Conflit étudiant - grève illimitée - printemps 2012




Il y a deux semaines, des étudiants ont occupé le pont Jacques-Cartier. Ce mercredi, des étudiants ont pris d'assaut les bureaux de Loto-Québec. Ces manoeuvres nous offrent des images de chaos urbain impliquant des foules estudiantines confrontées aux forces policières. De telles images servent la cause des militants qui croient qu'une certaine tourmente sociale doit se manifester afin que le public réalise la gravité des enjeux. Cette croyance est-elle bien fondée?
Lorsqu'un gouvernement tyrannise son peuple et impose des contraintes telles que toute réforme pacifique paraît impossible, une révolte populaire incluant une certaine violence est légitime. Un outrage inconditionnel devant la révolte ne sert qu'à blinder la défense du pouvoir établi; un véritable sens de la justice ne s'opposera à la révolte que dans la mesure où sa nécessité n'est pas démontrée. Il importe donc de distinguer une révolte justifiée d'une révolte injustifiée; il importe de distinguer les actes illégaux visant à établir un ordre plus juste et les actes illégaux visant à subjuguer l'ordre public.

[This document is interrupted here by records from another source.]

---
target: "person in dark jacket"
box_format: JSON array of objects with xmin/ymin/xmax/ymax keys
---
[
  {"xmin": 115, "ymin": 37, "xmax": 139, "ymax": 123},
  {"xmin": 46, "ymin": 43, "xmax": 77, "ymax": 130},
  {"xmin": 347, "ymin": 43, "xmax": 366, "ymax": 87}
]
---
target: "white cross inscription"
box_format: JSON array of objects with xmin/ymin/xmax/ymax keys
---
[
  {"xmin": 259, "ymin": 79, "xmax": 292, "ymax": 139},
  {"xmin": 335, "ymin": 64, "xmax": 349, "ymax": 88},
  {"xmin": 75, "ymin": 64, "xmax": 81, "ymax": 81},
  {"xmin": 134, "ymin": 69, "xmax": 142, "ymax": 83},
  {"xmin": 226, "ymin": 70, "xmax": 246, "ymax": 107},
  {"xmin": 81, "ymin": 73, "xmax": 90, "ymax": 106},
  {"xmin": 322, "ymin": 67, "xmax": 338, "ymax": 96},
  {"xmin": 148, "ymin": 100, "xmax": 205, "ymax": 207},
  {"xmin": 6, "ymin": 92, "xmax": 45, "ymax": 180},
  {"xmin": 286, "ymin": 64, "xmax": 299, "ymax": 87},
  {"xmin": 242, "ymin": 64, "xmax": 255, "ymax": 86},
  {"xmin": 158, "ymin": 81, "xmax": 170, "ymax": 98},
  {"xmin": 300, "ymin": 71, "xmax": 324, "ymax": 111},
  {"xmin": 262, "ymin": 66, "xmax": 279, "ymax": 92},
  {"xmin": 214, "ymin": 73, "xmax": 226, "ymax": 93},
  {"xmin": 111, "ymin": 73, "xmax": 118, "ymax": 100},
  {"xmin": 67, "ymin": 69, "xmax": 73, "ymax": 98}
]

On ne peut pas prétendre que le gouvernement Charest est sourd à la volonté populaire sur la question des droits de scolarité puisque l'opinion de la population québécoise est mitigée. Le dernier sondage révèle que 53% des Québécois sont opposés à la hausse alors que 41% l'appuient; si on remonte en novembre dernier, on constate que 60% des Québécois l'appuyaient alors que 36% s'y opposaient. Par-delà ces variations, la position du gouvernement concorde avec celle d'une frange de la population qui correspond sensiblement à son électorat. Cette position est clairement contestée, mais elle n'est certainement pas antidémocratique.
Dans la mesure où la volonté populaire n'est pas consensuelle, la paix démocratique implique que le gouvernement actuel ait le pouvoir de prendre des décisions controversées. Si la révolte devient un moyen politique acceptable alors que le débat public est possible et que l'alternance gouvernementale est réelle, on renonce aux fondements de la démocratie représentative.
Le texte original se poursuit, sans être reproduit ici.